Computer Science ›› 2025, Vol. 52 ›› Issue (5): 241-247.doi: 10.11896/jsjkx.240700059

• Artificial Intelligence • Previous Articles     Next Articles

Multi-assistant Dynamic Setting Method for Knowledge Distillation

SI Yuehang1, CHENG Qing1,2, HUANG Jincai1   

  1. 1 Laboratory for Big Data and Decision,National University of Defense Technology,Changsha 410073,China
    2 Hunan Advanced Technology Research Institute,Changsha 410072,China
  • Received:2024-07-09 Revised:2024-11-07 Online:2025-05-15 Published:2025-05-12
  • About author:SI Yuehang,born in 2000,Ph.D.His main research interests include data fusion and knowledge processing.
    CHENG Qing,born in 1986,associate professor,is a member of CCF(No.31422G).His main research interests include knowledge reasoning and intelligence Q&A.

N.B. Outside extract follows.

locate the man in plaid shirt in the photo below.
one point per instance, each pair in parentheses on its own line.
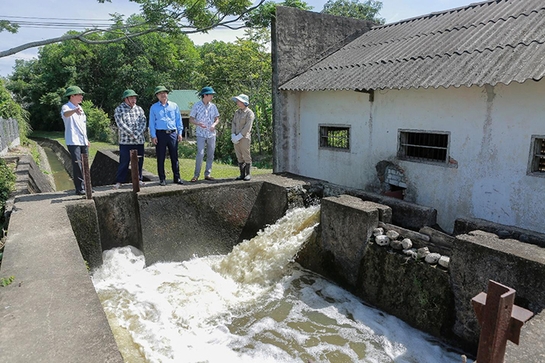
(204,114)
(131,123)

Abstract: Knowledge distillation is increasingly gaining attention in key areas such as model compression for object recognition.Through in-depth research into the efficiency of knowledge distillation and an analysis of the characteristics of knowledge transfer between the teacher and student models,it is found that the reasonable setting of an assistant model can significantly reduce the performance gap between the teacher and student.However,the unreasonable choice of the scale and number of assistant models can have a negative impact on the student.Therefore,this paper proposes an innovative multi-assistant knowledge distillation training framework,which optimizes the process of knowledge transfer from the teacher to the student by dynamically adjusting the number and scale of assistant models,thereby improving the training accuracy of the student model.In addition,this paper also designs a dynamic stopping strategy for knowledge distillation,sets student models with different training methods as a control group,and achieves personalized design of the stopping rounds for knowledge distillation,further improving the training efficiency of the student model and constructing a more streamlined and efficient multi-assistant knowledge distillation framework.Experiments on public datasets prove the effectiveness of the proposed multi-assistant dynamic setting method for knowledge distillation.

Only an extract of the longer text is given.